In 1991, the presumed burial site of the imperial family and their servants was excavated in the woods outside Yekaterinburg. The grave had been found nearly a decade earlier, but was kept hidden by its discoverers from the Communists who were still ruling Russia at the time. The grave only held nine of the expected eleven sets of remains. DNA and skeletal analysis matched these remains to Tsar Nicholas II, Tsarina Alexandra, and three of the four grand duchesses (Olga, Tatiana and presumably Maria). The other remains, with unrelated DNA, correspond to the family's Doctor (Yevgeny Botkin), their valet (Alexei Trupp), their cook (Ivan Kharitonov), and Alexandra's maid (Anna Demidova). Forensic expert william R. Maples decided that the Tsarevitch Alexei and Anastasia's bodies were missing from the family's grave. Russian Scientists contested this conclusion, however, claiming it was the body of Maria that was missing. The Russians identified the body as that of Anastasia by using a computer program to compare photos of the youngest grand Duchess with the skulls of the victims from the mass grave. They estimated the height and width of the skulls where pieces of bone were missing. American Scientists found this method inexact.

1998

In 2000, Anastasia and her family were canonized as passion bearers by the Russian Orthodox Church. The family had previously been canonized in 1981 by the Russian Orthodox Church Abroad as holy martyrs.

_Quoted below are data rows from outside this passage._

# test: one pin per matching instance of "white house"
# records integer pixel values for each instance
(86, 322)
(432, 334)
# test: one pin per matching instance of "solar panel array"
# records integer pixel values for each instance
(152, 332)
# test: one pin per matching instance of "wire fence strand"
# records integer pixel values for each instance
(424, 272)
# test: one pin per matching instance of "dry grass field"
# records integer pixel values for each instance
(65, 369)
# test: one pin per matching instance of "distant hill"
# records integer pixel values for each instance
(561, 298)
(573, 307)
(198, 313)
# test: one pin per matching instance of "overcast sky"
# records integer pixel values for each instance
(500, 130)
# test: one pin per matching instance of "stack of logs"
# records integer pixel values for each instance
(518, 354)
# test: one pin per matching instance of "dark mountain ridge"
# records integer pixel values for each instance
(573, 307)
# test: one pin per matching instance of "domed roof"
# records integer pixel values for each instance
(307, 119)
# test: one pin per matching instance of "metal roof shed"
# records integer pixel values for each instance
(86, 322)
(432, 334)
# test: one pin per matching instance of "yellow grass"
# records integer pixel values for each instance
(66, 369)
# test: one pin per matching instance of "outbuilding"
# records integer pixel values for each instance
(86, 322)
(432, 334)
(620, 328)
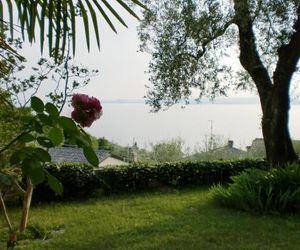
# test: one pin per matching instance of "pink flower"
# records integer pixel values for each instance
(86, 109)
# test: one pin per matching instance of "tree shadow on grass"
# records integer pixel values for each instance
(200, 226)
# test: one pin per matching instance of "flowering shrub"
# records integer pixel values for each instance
(46, 129)
(86, 109)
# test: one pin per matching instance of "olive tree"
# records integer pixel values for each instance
(193, 42)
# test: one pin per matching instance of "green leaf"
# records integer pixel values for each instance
(37, 127)
(42, 155)
(126, 7)
(5, 179)
(86, 23)
(55, 184)
(33, 169)
(51, 109)
(27, 138)
(1, 23)
(113, 12)
(56, 136)
(95, 22)
(67, 123)
(11, 18)
(45, 142)
(81, 141)
(91, 156)
(37, 104)
(45, 119)
(37, 175)
(106, 16)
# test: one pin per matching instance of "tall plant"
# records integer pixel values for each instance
(46, 129)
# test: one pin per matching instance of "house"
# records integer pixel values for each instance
(227, 152)
(257, 148)
(74, 154)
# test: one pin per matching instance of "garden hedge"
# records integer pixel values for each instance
(81, 181)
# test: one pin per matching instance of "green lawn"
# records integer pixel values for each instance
(180, 220)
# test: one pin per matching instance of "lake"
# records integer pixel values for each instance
(125, 123)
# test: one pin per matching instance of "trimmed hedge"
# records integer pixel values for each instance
(81, 180)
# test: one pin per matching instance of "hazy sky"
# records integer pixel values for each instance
(121, 67)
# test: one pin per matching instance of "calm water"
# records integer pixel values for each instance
(123, 123)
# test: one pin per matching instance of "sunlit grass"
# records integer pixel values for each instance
(180, 220)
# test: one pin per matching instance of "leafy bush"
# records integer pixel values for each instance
(261, 191)
(78, 180)
(81, 180)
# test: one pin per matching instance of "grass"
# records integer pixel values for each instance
(180, 220)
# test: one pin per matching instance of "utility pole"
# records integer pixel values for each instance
(211, 135)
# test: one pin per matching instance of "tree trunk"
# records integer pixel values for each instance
(26, 206)
(5, 214)
(275, 121)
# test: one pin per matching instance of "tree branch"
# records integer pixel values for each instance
(14, 140)
(249, 56)
(288, 56)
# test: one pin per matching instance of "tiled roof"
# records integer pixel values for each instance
(72, 154)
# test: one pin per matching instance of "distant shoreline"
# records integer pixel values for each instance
(221, 100)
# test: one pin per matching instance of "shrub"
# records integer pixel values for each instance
(262, 192)
(81, 180)
(78, 180)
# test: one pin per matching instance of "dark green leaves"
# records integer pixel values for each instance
(91, 156)
(37, 104)
(5, 179)
(42, 155)
(59, 17)
(67, 123)
(27, 138)
(54, 184)
(56, 136)
(51, 109)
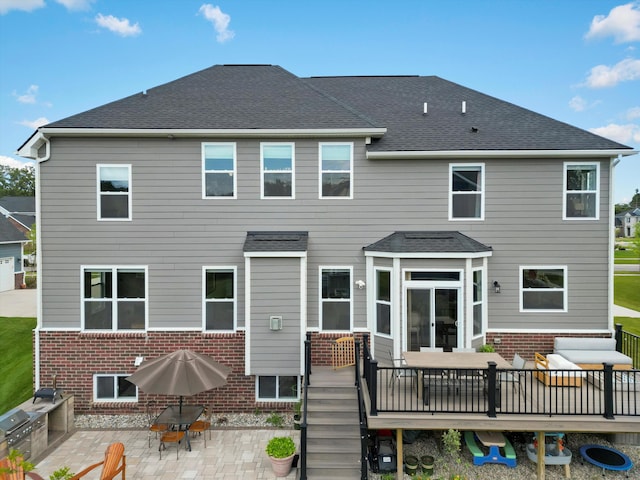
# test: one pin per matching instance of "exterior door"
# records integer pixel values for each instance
(431, 317)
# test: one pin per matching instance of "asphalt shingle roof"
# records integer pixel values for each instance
(276, 242)
(269, 97)
(427, 242)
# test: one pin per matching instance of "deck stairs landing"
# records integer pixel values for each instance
(333, 427)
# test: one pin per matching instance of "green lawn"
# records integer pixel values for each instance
(626, 288)
(16, 368)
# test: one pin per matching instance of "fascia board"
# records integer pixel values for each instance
(428, 255)
(400, 155)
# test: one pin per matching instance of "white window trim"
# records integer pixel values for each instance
(565, 192)
(277, 397)
(114, 313)
(234, 172)
(292, 171)
(99, 193)
(481, 192)
(219, 268)
(321, 171)
(563, 290)
(383, 302)
(114, 376)
(322, 300)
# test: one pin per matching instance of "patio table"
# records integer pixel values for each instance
(180, 416)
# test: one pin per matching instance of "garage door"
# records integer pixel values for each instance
(6, 274)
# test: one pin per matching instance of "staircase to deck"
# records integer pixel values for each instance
(333, 427)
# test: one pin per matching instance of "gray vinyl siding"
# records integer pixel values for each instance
(174, 232)
(275, 290)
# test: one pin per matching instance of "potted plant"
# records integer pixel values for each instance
(281, 451)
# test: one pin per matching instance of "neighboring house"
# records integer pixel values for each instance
(241, 208)
(17, 215)
(626, 222)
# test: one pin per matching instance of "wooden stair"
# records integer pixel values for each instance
(333, 426)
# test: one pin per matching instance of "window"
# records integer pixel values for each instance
(543, 289)
(466, 201)
(220, 298)
(478, 294)
(114, 192)
(581, 191)
(335, 305)
(114, 298)
(278, 387)
(219, 170)
(336, 170)
(278, 175)
(109, 388)
(383, 302)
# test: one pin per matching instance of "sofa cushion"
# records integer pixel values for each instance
(571, 343)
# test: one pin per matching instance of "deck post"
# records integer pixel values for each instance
(399, 455)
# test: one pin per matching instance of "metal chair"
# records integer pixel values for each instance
(152, 414)
(201, 426)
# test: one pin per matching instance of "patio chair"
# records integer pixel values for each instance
(172, 436)
(400, 372)
(152, 414)
(11, 469)
(201, 426)
(114, 463)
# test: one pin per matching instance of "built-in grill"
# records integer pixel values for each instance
(15, 428)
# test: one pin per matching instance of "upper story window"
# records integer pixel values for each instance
(114, 192)
(543, 289)
(336, 170)
(220, 299)
(278, 170)
(383, 302)
(335, 303)
(114, 298)
(466, 197)
(219, 170)
(581, 191)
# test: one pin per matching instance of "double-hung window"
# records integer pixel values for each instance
(114, 192)
(383, 302)
(466, 197)
(114, 388)
(219, 170)
(114, 298)
(335, 304)
(581, 191)
(336, 170)
(220, 298)
(543, 289)
(278, 170)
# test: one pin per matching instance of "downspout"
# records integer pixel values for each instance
(612, 234)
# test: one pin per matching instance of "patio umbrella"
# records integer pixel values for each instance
(182, 373)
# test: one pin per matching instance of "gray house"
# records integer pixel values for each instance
(241, 208)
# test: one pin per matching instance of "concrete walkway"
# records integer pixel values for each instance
(230, 454)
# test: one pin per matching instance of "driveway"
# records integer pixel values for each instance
(19, 303)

The bodies of Tsar Nicholas II, Tsarina Alexandra, and three of their daughters were finally interred in the St. Catherine Chapel at Saints Peter and Paul Cathedral, St Petersburg on 17 July 1998, eighty years after they were murdered.

2007

However, on 23 August 2007, a Russian archaeologist announced the discovery of two burned, partial skeletons at a bonfire site near Yekaterinburg that appeared to match the site described in Yurovsky's memoirs. The archaeologists said the bones were from a boy who was roughly between the ages of ten and thirteen years at the time of his death and of a young woman who was roughly between the ages of eighteen and twenty-three years old. Anastasia was seventeen years and one month old at the time of the assassination, while her sister Maria was nineteen years, one month old and her brother Alexei was two weeks shy of his fourteenth birthday. Anastasia's elder sisters Olga and Tatiana were twenty-two and twenty-one years old respectively at the time of the assassination. Along with the remains of the two bodies, archaeologists found "shards of a container of sulfuric acid, nails, metal strips from a wooden box, and bullets of various caliber". The site was initially found with metal detectors and by using metal rods as probes.

2009

Symptomatic carriers of the gene, while not hemophiliacs themselves, can have symptoms of hemophilia including a lower than normal blood clotting factor that can lead to heavy bleeding. DNA testing on the remains of the royal family proved conclusively in 2009 that Alexei suffered from Hemophilia B, a rarer form of the disease. His mother and one sister, identified alternatively as Maria or Anastasia, were carriers. Therefore, had Anastasia lived to have children of her own, they may have been afflicted by the disease as well. Alexei's hemophilia was chronic and incurable; his frequent attacks caused permanent disability.